Кому это смешно? Мне там ничего смешным не кажется.
Смешно, когда человек повелевает миром, считая, что он бессмертен. По определению Канта что смешно? Ожидание, вылившееся в ничто. Построение коммунизма в России – это ожидание, вылившееся в ничто. Жизнь Ленина – это ожидание, вылившееся в ничто. Абсолютно кантовская формула комического.

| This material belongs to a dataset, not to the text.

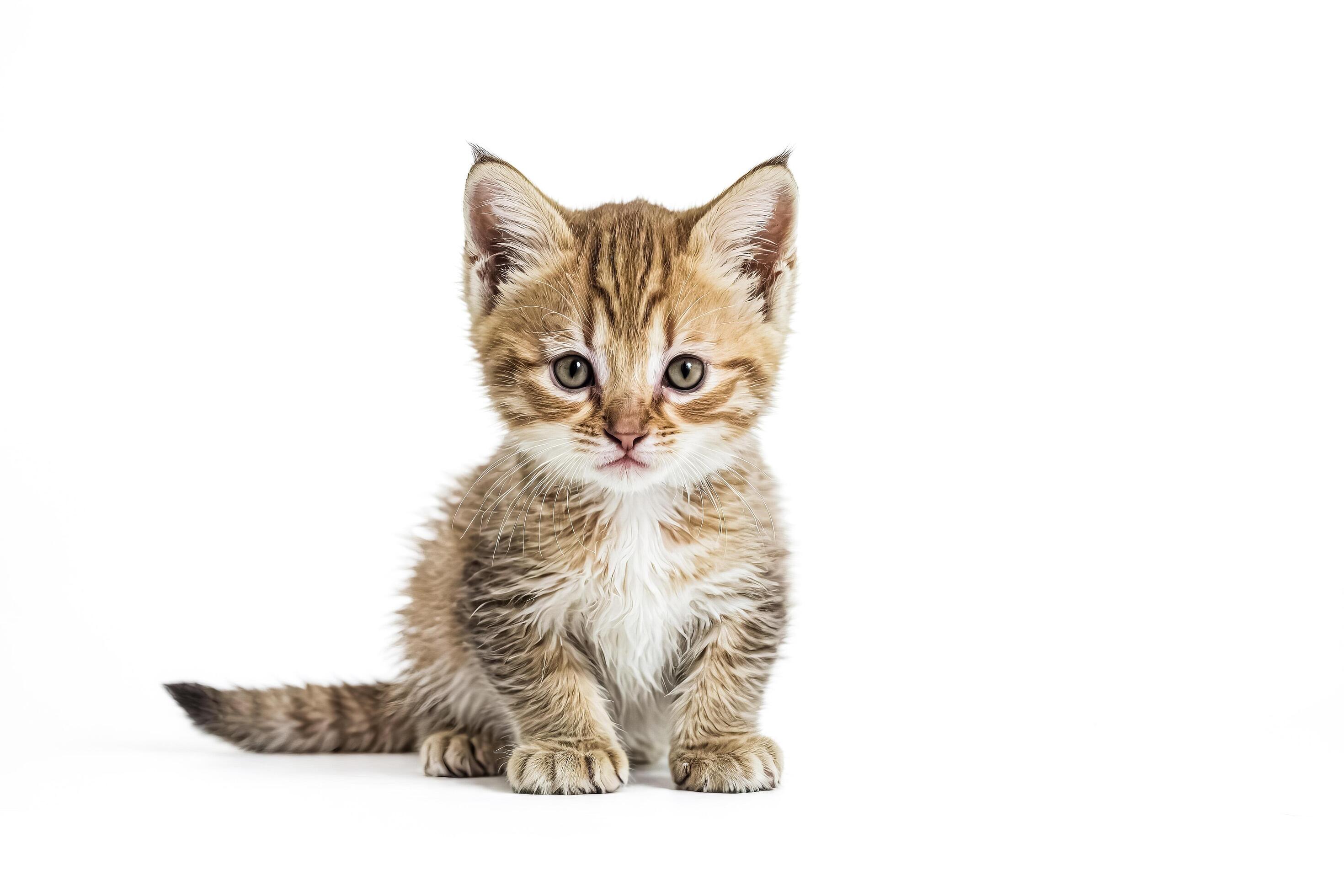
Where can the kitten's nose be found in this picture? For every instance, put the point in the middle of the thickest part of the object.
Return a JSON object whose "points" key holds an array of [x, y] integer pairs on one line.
{"points": [[625, 440]]}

О чем плачет Ленин в вашем сценарии?
Его смерть была страшная, и эта смерть его отличает от Сталина. Она отчасти облагораживает Ильича, потому что он очень сильно страдал. Физически и духовно, безусловно. Есть воспоминания охранника Горок с начала 1924 года, то есть незадолго до его смерти. Ночь, значит, полнолуние, и вдруг охранник слышит: кто-то воет на луну нечеловеческим голосом. У охранника кровь в жилах оледенела. В этом вое был ужас, нечто звериное, но и нечто человеческое. А это Ленин в каталке выл. Сидит закутанный, как шар, как снеговик, и воет. Может быть, это легенда, такая же как «Надя, скажи Лёве – отравили».
Имеется в виду Троцкий?
Троцкий, да. Они же заключили пакт между собой о том, как свалить Сталина. Это как бы последнее разумное действие Ленина перед забытьем.
А Троцкий бывал у него в Горках?
Да, Троцкий бывал в Горках в 1924 году. Он с тяжелым отравлением – по-видимому, после сталинского отравления – лечился на водах. Но самое интересное, что он выжидал – видимо, сам тоже думал, встанет Ленин или нет. Один он эту кампанию против Сталина не мог затевать, ждал Ленина. Только когда Ленин умер, он спохватился, но уже было поздно – Сталин подтянул за два года все рычаги управления к себе, и Троцкий проиграл. Так вот, воющий на луну Ленин, если даже это выдумка, это хороший образ – и литературный, и отображающий ту катастрофу, которая, собственно, случилась. И другой апокриф: «Мы, конечно же, проиграли. Пролетариат в России оказался ленивым, нелюбопытным, тупым». Был нужен откат к буржуазной экономике, чтобы воспитать тот культурный пролетариат, который по максимуму сможет взять на себя управление государством. Разве не смешно? Лето 1917 года, Ленин пишет свою последнюю работу «Государство и революция». Вся работа о том, что государство должно отмереть в эпоху пролетариата. Вот существует кратковременный исторический слом царской государственной машины, для этого нужна диктатура пролетариата, а потом государством сможет управлять любая кухарка. Но это для Ильича скорее поэтический образ. Не совсем он имел в виду самоуправление. Почему он так анархизмом интересовался? У него же было несколько встреч с Кропоткиным – посмотрите его дневники – уже незадолго до тяжелого инсульта. Он очень интересовался идеей самоуправления. Ну смешно же – написать о крахе государства как главной цели и заложить основы тоталитарного государства, собственно говоря, небывалого для России. Было такое во времена Ивана Грозного, но это все-таки не тот масштаб. А здесь фантастически комический результат. И трагический.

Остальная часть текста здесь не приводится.